The West Indians began the day 57 runs ahead with all their second-innings wickets standing. Daren Ganga and Chris Gayle found no fears in the pitch or the bowling and it came as a surprise when, after twenty minutes' play, Ganga (19) came down late on a full-length delivery from Travis Friend and played the ball on to his stumps to end an opening stand of 48.
Gayle continued to bat with great fluency, contemptuously pulling anything short to the boundary with time to spare. He reached his fifty with a huge six over the sightscreen at long-on off the out-of-form Mluleki Nkala, and hit another next ball. Bryan Strang was still absent with an injured hand, a memento of his fifty the previous day - he expects to be fit if selected for the First Test - so the home side had a seriously depleted attack.
Gayle continued his onslaught until he reached the eighties, whereupon he slowed down in anticipation of his second century of the match and third in succession. Chanderpaul (17) was out to a sharp return catch by Barney Rogers, while Gayle, completely changing his game, crawled to 99 and was then out to a low catch at short extra cover off Rogers, failing to reach a memorable achievement by just one run.
Ramnaresh Sarwan enjoyed a brisk innings of 43 before being caught at short leg off the occasional left-arm spin of Gavin Rennie. Then Marlon Samuels and Carl Hooper, with some good clean straight hitting, knocked the spinners out of the attack. Hooper raced to his 50 off 39 balls, reaching the landmark with a fierce lofted drive for four over extra cover. Samuels, overshadowed for a while, later blossomed to match his captain, and both batsmen looked set for centuries when a mix-up led to Samuels being run out by Raymond Price for 84. The fifth-wicket partnership was worth 175.

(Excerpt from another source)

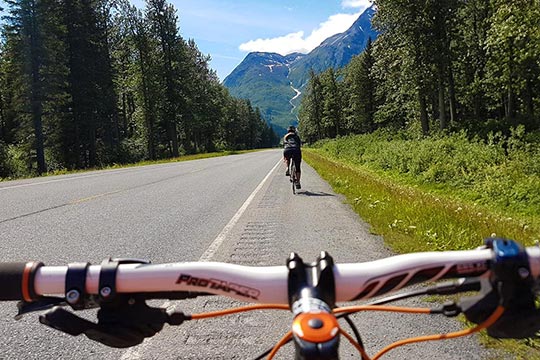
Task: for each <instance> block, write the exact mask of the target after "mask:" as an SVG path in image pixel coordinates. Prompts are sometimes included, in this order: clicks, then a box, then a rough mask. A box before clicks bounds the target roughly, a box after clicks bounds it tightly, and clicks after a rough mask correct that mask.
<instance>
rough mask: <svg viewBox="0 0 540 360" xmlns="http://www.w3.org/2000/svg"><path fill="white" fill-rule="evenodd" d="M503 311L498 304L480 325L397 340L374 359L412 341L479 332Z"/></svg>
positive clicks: (501, 306) (388, 345)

Hooper too fell frustratingly short, also run out, for 95 while attempting a quick single to Hamilton Masakadza at short fine leg for the benefit of Neil McGarrell on the stroke of tea. West Indies, clearly more intent on batting practice than the possibility of victory, were 370 for six at tea and batted on afterwards. As Ridley Jacobs was down with flu, they were probably not too keen to field anyway, but experience so far on this tour suggested that the tail, boasting Colin Stuart at number nine, were not likely to pay more than a flying visit.
This time they did hang around for longer than usual, almost an hour, perhaps under instructions to see if they could prevent the West Indians from having to take the field again. The final total was 395, 424 ahead, with Jacobs absent ill, and a maximum of 21 overs left for play. Gayle kept wicket as Zimbabwe A scored 55 without loss before the match was called off.